Vaco, luego existo
Por: Christian Capuñay Reátegui
En noviembre del 2020, el entonces presidente Martín Vizcarra fue vacado por una mayoría del Congreso que lo halló moralmente incapaz para continuar en el cargo. La decisión se sustentó en los testimonios de aspirantes a colaboradores eficaces quienes le dijeron a la Fiscalía que él había cometido actos de corrupción durante su desempeño como autoridad regional en Moquegua, años antes de asumir la primera magistratura
En otras palabras, la versión no corroborada de los aspirantes a colaboradores eficaces fue suficiente para que los congresistas decidieran retirar del cargo a un presidente de la República que, si bien no llegó al poder a través de elecciones, ocupaba el cargo en estricto cumplimiento de la Constitución.
Casi dos años después de esos hechos, no se conoce en qué terminó la colaboración eficaz que sustentó la vacancia. No hay acusación fiscal, mucho menos inicio de proceso judicial contra el controvertido exmandatario. En estricto sentido, el Congreso tomó una decisión política sobre la base de una declaración cuya veracidad no está comprobada.
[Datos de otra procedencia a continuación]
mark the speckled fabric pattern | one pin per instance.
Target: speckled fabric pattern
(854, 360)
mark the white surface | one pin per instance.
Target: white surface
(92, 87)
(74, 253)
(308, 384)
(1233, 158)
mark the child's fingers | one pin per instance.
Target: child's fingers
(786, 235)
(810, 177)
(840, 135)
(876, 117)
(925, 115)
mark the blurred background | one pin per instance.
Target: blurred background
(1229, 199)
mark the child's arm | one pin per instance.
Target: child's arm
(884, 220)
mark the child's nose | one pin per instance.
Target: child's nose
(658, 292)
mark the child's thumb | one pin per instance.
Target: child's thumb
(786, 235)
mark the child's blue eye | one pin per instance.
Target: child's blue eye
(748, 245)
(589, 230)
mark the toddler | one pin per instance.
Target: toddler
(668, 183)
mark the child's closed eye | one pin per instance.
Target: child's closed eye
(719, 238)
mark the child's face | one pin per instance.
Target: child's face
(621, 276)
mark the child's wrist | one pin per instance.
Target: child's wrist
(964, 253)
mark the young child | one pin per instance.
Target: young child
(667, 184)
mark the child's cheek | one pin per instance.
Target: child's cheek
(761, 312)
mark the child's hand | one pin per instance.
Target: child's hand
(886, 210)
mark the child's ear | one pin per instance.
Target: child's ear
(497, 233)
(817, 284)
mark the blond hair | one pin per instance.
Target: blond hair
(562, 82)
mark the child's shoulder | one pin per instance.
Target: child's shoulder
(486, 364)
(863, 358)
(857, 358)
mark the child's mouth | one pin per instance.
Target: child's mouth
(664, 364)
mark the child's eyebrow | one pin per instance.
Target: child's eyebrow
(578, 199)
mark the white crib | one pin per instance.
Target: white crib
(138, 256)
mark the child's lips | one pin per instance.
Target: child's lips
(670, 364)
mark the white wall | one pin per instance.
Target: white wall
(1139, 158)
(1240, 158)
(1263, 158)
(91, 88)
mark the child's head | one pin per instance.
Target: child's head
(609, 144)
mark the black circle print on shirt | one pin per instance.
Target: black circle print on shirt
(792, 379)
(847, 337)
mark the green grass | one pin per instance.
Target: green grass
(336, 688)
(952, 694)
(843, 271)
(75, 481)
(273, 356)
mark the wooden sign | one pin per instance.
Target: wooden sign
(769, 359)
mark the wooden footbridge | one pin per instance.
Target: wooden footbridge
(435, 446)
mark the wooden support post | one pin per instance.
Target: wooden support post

Nada más alejado de mis intenciones el defender a Vizcarra. Por el contrario, el interés al traer a colación las circunstancias en que se produjo su salida del poder es recordar la forma perversa como se usa la vacancia por permanente incapacidad moral, aprovechando que sus causales no están determinadas con claridad en la Constitución.
Debe tenerse presente este antecedente nefasto ahora que sectores del Congreso insisten en plantear la vacancia contra el presidente Pedro Castillo. Y cómo no advertir de esa posibilidad si ya se prepara una tercera moción que propone la vacancia de Castillo y si el propio titular del Congreso, José Williams, declaró estar a favor de recurrir a tal mecanismo pese a haberse reunido horas antes con el mismo Jefe del Estado, supuestamente con el ánimo de sacar al país de las aguas torrentosas por las que navega desde hace tiempo.
Es inconcebible en todo sistema democrático que el gobierno esté sujeto a la capacidad de un sector de reunir un número de votos. La estabilidad de la presidencia y la del país no puede depender de la animadversión de políticos cuya probidad suele estar en tela de juicio y cuyo aporte máximo al debate nacional es proponer echar al gobernante de turno siempre y cuando no pertenezca a su grupo.
Si se quiere mantener mecanismos para apartar del cargo a un presidente que traicione su juramento de actuar en el marco de la ley y la Constitución, debe determinarse de forma categórica cuáles son las causales en que tendría que haber incurrido.
Actuar aprovechándose de ese vacío constitucional y legal solo reeditará circunstancias nada favorables para el Perú y abonará todavía más la inestabilidad que padecemos desde hace años debido a la incapacidad manifiesta y clamorosa de los actores políticos por actuar alguna vez con la responsabilidad que el país exige.